Surat yang dibuat pada tanggal 11 Maret 1966 itu hingga kini dikenal sebagai Surat Perintah Sebelas Maret (Supersemar) dan menjadi penanda beralihnya kekuasaan Orde Lama yang dipimpin Soekarno ke Orde Baru yang dipimpin Soeharto.

Namun, hingga kini, Supersemar masih menjadi kontroversi sejarah, mulai dari pro-kontra tentang apa sebenarnya isi surat tersebut, anggapan bahwa Soeharto telah memanipulasinya demi merebut kursi kekuasaan, sampai kecurigaan apakah surat tersebut benar-benar ada. Ini semua karena sampai detik ini, naskah asli Supersemar tidak pernah ditemukan.

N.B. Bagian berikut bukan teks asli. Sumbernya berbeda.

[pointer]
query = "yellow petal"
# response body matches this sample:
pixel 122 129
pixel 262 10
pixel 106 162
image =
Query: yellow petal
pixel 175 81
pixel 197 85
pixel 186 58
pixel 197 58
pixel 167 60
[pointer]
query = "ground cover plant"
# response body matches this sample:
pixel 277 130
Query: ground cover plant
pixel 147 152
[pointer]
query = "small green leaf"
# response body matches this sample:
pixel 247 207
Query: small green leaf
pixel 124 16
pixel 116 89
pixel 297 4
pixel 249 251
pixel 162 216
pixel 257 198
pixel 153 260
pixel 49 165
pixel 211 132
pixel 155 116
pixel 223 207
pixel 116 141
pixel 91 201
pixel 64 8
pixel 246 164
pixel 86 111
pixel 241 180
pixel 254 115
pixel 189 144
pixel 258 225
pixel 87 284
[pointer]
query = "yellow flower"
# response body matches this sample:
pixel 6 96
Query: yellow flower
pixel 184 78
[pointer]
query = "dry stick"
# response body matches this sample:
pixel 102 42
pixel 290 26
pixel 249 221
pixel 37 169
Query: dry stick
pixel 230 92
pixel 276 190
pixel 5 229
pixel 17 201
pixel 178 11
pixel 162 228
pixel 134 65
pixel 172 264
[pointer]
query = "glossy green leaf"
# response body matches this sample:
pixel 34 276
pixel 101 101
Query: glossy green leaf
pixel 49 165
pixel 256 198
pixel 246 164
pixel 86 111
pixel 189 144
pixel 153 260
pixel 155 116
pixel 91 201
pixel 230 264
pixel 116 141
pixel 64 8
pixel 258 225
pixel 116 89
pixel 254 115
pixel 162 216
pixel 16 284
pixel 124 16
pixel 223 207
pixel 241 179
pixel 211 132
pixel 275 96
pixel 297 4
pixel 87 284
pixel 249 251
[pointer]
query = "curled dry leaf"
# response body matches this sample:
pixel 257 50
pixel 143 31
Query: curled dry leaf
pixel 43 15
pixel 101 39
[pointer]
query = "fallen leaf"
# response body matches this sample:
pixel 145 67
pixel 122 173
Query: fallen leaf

Proses janggal terbitnya Supersemar

Menurut Asvi Warman Adam, sejarawan dan peneliti dari Lembaga Ilmu Pengetahuan Indonesia (LIPI), sejak 9 Maret 1966 Soekarno sudah didesak untuk melepaskan kekuasaannya. Di hari itu, Soekarno didatangi oleh Agoes Moesin Dasaad dan Hasjim Ning – dua pengusaha yang dekat dengannya – di Istana Bogor. Keduanya dikabarkan diutus oleh Mayor Jenderal Alamsjah Ratoe Prawiranegara, salah satu loyalis Soeharto yang kala itu menjabat sebagai asisten keuangan beliau.

Dasaad dan Hasjim membawa surat dari Soeharto yang isinya meminta Soekarno menyerahkan pemerintahan kepada Soeharto. Isi surat itu menjelaskan bahwa Soekarno tetap menjadi presiden, namun pemerintahan sehari-hari diserahkan kepada Soeharto.

Asvi mengatakan peristiwa tersebut diceritakan oleh Hasjim Ning dan Alamsjah di buku biografi masing-masing.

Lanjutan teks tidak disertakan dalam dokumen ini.